Solve $1+2^x+2^{2x+1}=y^2$ for integers $x,y>0\,$ [IMO 2006 P4]

Question

What are the solutions in positive integers of the equation:
$${1+2^x+2^{2x+1}=y^2}$$
I tried to factorize the equation but it didn't help much.
Clearly $y $ is an odd integer. Substituting $y =2n+1$, we get
$2^x+2^{2x+1}=(2n)\cdot{(2n+2)}$
$\Rightarrow (2^{x-2})\cdot(1+2^{x+1})=(n)\cdot(n+1)$
Which is the product of 2 consecutive integers. Does it help? I don't know.

Answer 1

Let $2^x = z$, then: $2z^2 + z + y^2 - 1 = 0$.

Calculate $\triangle = 1^2 - 4\cdot 2\cdot (y^2 - 1) = 9 - 8y^2$.

$\triangle > 0 \iff 9 - 8y^2 > 0 \iff y^2 < \dfrac{9}{8} = 1.11$, so $y = 1$, and $\triangle = 1$. So $z = \dfrac{-1 \pm 1}{2\cdot 2} = 0$ or $-0.5$, but $z =2^x > 2$. So there is no solution.

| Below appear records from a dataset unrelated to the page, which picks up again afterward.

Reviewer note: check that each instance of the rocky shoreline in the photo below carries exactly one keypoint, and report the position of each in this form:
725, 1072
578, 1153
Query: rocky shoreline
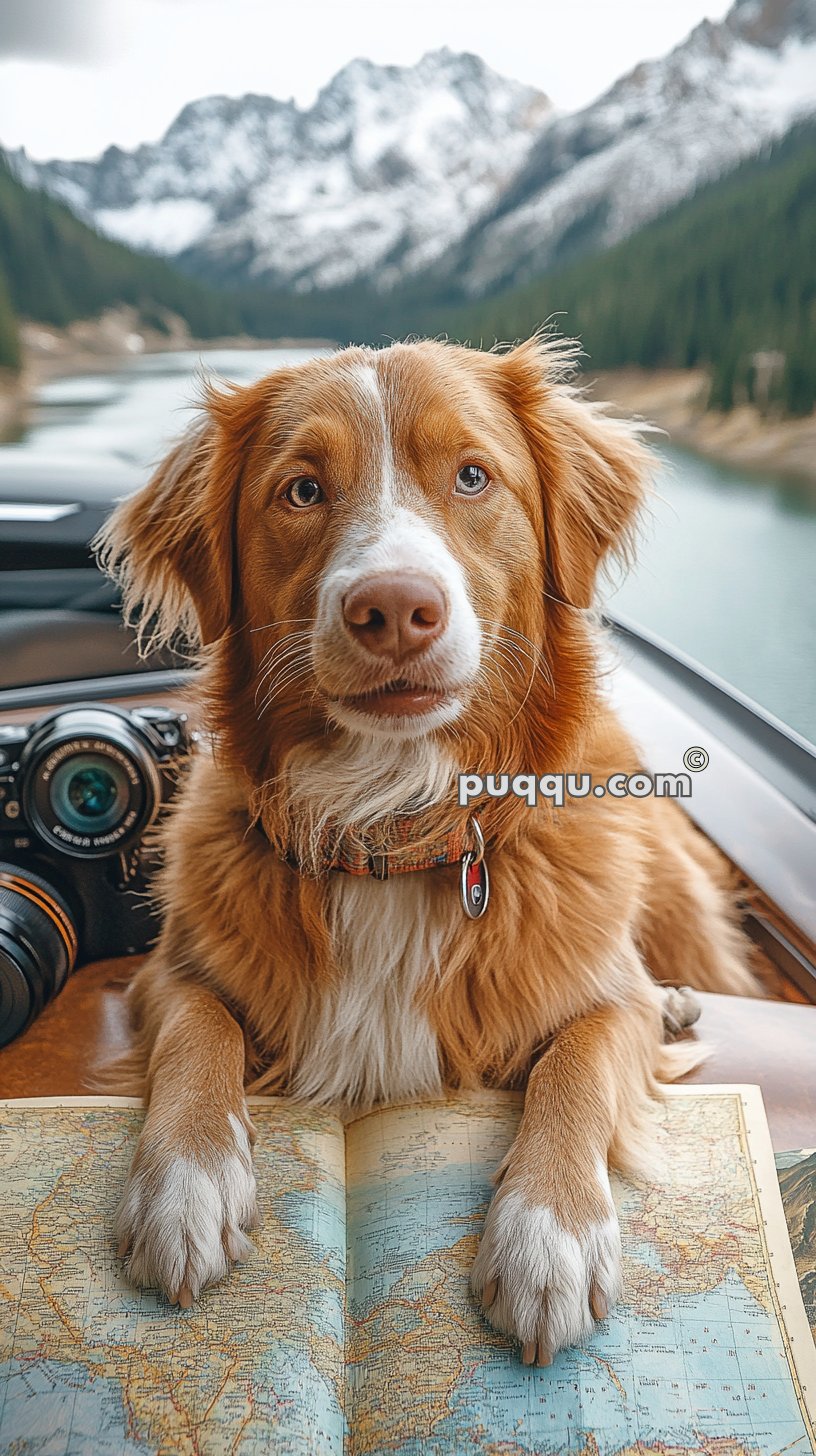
671, 399
92, 345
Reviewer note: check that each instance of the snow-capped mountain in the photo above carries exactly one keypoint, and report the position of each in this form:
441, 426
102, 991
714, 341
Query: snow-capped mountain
376, 179
669, 125
445, 171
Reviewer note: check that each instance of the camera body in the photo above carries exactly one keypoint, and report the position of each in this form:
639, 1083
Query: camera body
79, 789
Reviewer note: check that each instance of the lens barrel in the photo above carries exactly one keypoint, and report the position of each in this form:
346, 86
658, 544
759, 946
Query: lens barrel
38, 947
91, 785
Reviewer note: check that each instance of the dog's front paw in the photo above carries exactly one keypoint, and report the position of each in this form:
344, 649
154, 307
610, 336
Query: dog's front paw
681, 1009
185, 1209
541, 1283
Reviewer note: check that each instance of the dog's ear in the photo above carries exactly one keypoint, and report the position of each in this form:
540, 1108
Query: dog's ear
593, 471
171, 546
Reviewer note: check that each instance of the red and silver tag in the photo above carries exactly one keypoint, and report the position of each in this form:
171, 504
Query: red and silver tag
475, 880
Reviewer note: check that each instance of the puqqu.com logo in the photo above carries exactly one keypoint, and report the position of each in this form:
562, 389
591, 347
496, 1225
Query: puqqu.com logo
695, 760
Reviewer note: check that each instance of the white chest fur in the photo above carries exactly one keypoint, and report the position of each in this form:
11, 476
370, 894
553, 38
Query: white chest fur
369, 1040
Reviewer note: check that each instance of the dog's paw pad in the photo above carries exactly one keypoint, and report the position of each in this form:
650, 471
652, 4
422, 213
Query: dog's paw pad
539, 1283
681, 1009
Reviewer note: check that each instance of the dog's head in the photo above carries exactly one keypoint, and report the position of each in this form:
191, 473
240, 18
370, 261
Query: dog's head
397, 543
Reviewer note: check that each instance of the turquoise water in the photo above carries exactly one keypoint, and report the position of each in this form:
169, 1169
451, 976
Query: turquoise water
727, 572
727, 561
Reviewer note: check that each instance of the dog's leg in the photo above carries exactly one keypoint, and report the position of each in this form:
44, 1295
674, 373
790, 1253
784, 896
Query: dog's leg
190, 1193
550, 1255
681, 1009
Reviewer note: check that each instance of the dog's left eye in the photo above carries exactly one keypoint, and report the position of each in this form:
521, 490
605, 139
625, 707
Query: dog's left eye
305, 491
471, 479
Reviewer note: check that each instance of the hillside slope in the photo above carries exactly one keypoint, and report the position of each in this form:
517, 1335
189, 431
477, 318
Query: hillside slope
727, 280
54, 270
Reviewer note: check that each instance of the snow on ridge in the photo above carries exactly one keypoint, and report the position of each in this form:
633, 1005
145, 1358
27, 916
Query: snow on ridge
446, 163
168, 226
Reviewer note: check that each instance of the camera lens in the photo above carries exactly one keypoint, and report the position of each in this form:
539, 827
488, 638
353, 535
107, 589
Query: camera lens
91, 782
89, 792
38, 947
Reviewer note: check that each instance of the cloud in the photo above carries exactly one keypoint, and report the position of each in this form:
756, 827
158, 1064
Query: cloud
69, 31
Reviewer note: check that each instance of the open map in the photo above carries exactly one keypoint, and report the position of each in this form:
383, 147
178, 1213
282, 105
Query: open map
353, 1331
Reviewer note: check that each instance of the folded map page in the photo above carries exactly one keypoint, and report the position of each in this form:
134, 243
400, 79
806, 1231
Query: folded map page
351, 1328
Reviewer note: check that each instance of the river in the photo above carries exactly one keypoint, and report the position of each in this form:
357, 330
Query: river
727, 559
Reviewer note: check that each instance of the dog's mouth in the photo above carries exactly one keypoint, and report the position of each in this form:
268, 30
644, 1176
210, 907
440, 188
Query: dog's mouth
398, 698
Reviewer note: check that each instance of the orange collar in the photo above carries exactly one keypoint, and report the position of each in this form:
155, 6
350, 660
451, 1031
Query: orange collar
461, 846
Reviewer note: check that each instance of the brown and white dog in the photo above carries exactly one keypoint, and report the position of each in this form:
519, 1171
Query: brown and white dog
388, 558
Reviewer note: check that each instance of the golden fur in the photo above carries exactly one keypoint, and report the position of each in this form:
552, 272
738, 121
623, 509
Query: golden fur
592, 903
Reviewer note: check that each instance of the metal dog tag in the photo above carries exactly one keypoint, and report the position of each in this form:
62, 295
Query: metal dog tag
475, 885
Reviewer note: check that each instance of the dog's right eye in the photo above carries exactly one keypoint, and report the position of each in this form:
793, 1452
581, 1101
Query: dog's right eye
305, 491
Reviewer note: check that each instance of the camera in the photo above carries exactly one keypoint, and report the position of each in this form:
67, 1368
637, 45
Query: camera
79, 789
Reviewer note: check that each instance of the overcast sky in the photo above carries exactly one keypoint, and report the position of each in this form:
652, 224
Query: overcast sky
79, 74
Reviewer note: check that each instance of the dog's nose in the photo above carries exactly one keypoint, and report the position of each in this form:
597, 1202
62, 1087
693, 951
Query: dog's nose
395, 615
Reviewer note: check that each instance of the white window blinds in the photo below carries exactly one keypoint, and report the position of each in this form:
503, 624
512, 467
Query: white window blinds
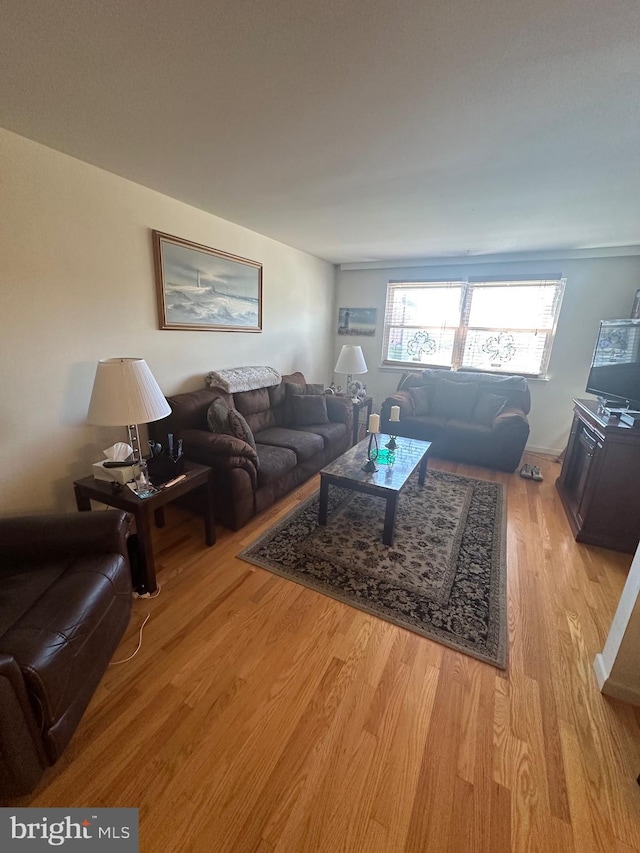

In fact $\triangle = 1^2 - 4\cdot 2\cdot (1-y^2) = 8y^2 - 7$. Now we solve the Pell equation:

$8y^2 - 7 = k^2$ or $8y^2 - k^2 = 7$. This has an initial solution $(y_0,k_0) = (1,1)$. Using this we can generate the general solution, then we can find $z$, and then $x$.

Answer 2

$1+2^x+2^{2x+1}=y^2$ or $1+2^{(x-1)+1}+2^{2(x-1)+3}=y^2$ or $1+2*2^{(x-1)}+8*2^{2(x-1)}=y^2$. Now, let $p=2^{(x-1)}$, then, $1+2p+p^2+7p^2=y^2$ or $(p+1)^2=y^2-7p^2$ , this a Rational Pell equation, now, it can be shown that any such Pell equation has solutions; $(r^2-d)^2=(r^2+d)^2-d(2r)^2$. Hence, by comparison, $d=7$, $p(=2^{(x-1)})=2r$, $y=r^2+7$ and $p+1=r^2-7$, from these equations we get; $8=r^2-2r=r(r-2)$. Hence, $r=4=2^{(x-2)}$. $x=4$, $y=23$. This is the only non-trivial integer solution.